Its like i have to make a choice RIGHT NOW, no more going back and forth, straddling the fence. I have to take a stand one and for all.

For too long now, i’ve thought as long as i did the ‘right thing’ and just apologize for wrong doing, i would be okay. But theres more to it..

My choice of wanting to live for Christ was a challenge, to say the least. I never had a problem wanting to believe in the fact there was a God, and his son Jesus Christ existed. My problem was just living for yourself, and occasionally for others, not realizing that the life that we live, and our bodies that we live in, are not are own.

Most times i would often live my life like how i wanted to, didnt really listen to a whole lot of instruction.
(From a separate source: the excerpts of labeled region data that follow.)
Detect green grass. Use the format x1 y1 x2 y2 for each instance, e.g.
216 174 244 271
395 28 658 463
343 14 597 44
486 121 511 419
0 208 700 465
Dont take that the wrong way, i still honored and obeyed my parents, teachers, anyone with higher authority. It was when i was in an evironment, where almost everyone around me seemed to be doing whatever they wanted to do, and for the most part, do whatever “looked” fun. So basically i fit in where i wanted to, didn’t do “everything” that looked fun, but i was taking part in things i know weren’t always right.

Now that i look back on it, seeing where God has me in my life now, where he has brought me from, i can say that those activities i was involved in were acts of selfishness, and self-fulfilling, not really living for someone greater, God, and not having a sense of living to imitate someone of higher living, his son Jesus Christ.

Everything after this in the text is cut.